We now illustrate the querying capabilities of the system by investigating the functions of genes and proteins from bacteria Escherichia coli and Helicobacter pylori. To this purpose, we imported the following data: the complete genomes of the two bacteria (RefSeq entries NC000913 and NC000915) along with the annotations coming from COG [21], InterPro [23] and Enzyme Classification data [24]. The resulting data graph contains 21109 objects (proteins, genes, organisms, chromosomes, clusters of orthologous genes, etc.) linked together through 58064 relations. It takes about 5 minutes for GenoLink to read and to integrate the data into a single data graph occupying around 90 Mo in main memory (a data graph can be saved on disk for later reuse. In this example, it takes 30 seconds to reload the data graph from the saved binary file, which is 10 Mo in size).

Table 1 [see Additional file 1] displays several examples of queries addressing various biological questions in this context.

Query Q1 is a very simple example showing how to retrieve all CDS from E. coli. The constraint on the Organism reads as 'the Name attributes matches "coli"' and is indicated in italics below the Organism vertex.

Query Q2 illustrates how to search for E. coli 'hypothetical' proteins that are annotated with the Enzyme Commission database. When this query is run against the complete data graph, 94 'hypothetical' proteins are found that are annotated with an EC number. Now, it is worth noting that the same query executed against a data graph containing only the E. coli RefSeq genome does not return any result. The difference illustrates the data integration process: the RefSeq E. coli genome has been dynamically augmented with new annotations (i.e. links between proteins and EC numbers) when we imported the EC database.

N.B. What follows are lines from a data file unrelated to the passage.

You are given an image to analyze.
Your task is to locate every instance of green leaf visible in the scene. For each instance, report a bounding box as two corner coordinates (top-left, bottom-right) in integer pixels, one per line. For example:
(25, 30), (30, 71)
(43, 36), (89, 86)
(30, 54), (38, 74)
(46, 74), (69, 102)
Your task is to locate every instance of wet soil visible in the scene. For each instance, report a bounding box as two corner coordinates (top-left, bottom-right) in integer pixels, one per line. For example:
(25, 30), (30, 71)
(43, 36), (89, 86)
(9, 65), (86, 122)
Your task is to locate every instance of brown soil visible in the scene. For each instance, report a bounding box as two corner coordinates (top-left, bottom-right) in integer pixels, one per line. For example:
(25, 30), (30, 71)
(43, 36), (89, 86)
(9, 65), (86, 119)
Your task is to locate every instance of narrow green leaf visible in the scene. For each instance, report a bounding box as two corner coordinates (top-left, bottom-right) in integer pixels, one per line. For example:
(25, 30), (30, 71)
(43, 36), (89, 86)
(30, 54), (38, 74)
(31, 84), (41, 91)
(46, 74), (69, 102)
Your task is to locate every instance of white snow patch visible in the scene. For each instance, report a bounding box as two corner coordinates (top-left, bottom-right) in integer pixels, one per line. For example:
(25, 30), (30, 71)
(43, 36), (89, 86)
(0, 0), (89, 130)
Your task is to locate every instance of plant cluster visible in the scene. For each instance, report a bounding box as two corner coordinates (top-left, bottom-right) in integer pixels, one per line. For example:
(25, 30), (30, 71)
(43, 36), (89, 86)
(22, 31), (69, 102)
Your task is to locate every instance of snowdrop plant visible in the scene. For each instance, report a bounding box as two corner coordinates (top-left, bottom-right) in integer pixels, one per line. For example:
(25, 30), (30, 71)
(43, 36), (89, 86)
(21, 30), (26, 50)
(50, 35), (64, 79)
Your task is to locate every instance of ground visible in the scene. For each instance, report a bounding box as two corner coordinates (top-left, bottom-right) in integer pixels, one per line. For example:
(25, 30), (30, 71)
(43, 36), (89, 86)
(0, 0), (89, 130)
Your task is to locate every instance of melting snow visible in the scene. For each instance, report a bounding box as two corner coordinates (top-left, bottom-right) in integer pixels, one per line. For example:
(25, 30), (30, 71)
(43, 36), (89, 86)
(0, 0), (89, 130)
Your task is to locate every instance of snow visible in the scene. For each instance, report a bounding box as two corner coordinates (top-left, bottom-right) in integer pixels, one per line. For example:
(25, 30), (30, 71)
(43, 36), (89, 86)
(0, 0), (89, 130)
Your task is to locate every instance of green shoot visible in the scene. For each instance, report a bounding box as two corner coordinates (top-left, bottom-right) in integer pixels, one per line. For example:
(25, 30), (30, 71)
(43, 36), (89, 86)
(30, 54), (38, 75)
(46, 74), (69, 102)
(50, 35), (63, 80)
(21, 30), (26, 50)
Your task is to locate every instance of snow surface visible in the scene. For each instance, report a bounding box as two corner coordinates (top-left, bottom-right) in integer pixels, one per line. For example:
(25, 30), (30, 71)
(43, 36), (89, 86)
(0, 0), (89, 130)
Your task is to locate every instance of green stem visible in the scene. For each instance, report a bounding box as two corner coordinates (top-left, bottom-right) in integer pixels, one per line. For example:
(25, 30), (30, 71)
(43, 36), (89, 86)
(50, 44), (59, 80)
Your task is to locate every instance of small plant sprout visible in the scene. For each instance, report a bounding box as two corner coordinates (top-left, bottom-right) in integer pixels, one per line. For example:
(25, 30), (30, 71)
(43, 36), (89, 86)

GenoLink can be used to refine a query, depending upon the results of a previous one. As an example, query Q3 retrieves all pairs of orthologous genes (according to the COG database) between H. pylori and E. coli. Query Q4 refines the previous one by restricting to genes coding for 'hypothetical' proteins.

Query Q5 illustrates how to retrieve all pairs of genes between H. pylori and E. coli encoding for proteins having a common InterPro domain.

Query Q6 shows how it is possible to handle negation. In this example we are interested in finding genes with no (COG) orthologs between the two species; by extension, we could suspect this genes are specific to each organism. To this purpose, GQL proposes a 'neighbours' operator. This operator explores the immediate neighbourhood of a vertex in a data graph and counts the number of vertices of a given type that are connected to it. In query Q6 that operator is used as follows: when the query engine examines vertex of type ProteinGene, it will count how many GeneOrtholog vertices are linked to that ProteinGene and will retain this vertex only if this number is 0 (therefore the ProteinGene has no orthologs).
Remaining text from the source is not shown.